Diecimila tifosi e lo striscione “Tu si na cosa grande” lo accolsero alla stazione di Mergellina. Riceveva 50 lettere al giorno

“Vedi Omàr quant’è bello”. Sivori, il meglio prima di Maradona
Archivio fotografico Carbone

Ode, canto ed epinicio per Omar Sivori, il cabezòn, dodici anni in Italia, otto alla Juve, dove arrivò nel 1957 per 190 milioni di lire, quattro nel Napoli, il più grande prima che comparisse Diego Armando Maradona.

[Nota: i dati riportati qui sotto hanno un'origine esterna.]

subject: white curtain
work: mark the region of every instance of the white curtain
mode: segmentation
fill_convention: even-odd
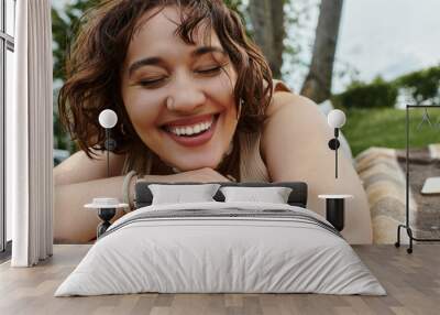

Re mago di magie, il campione di scuola argentina, funambolo sfottente, calzettoni a cacaiola. Omar Sivori attirava il pallone sul piede mancino, uncino fatato, calamita d’inganni. E cominciava la danza. Passetti avanzanti, rientri, scarti, la finta. Strabuzzavano gli occhi i terzini a quei giochi d’artista. Dov’era la palla, vista, non vista. Sotto il tallone dell’allegro fellone. Sotto la punta dell’ultimo bullone. Sopra la scarpa per la carezza di pura destrezza. Sivori dava scacco con un colpo di tacco.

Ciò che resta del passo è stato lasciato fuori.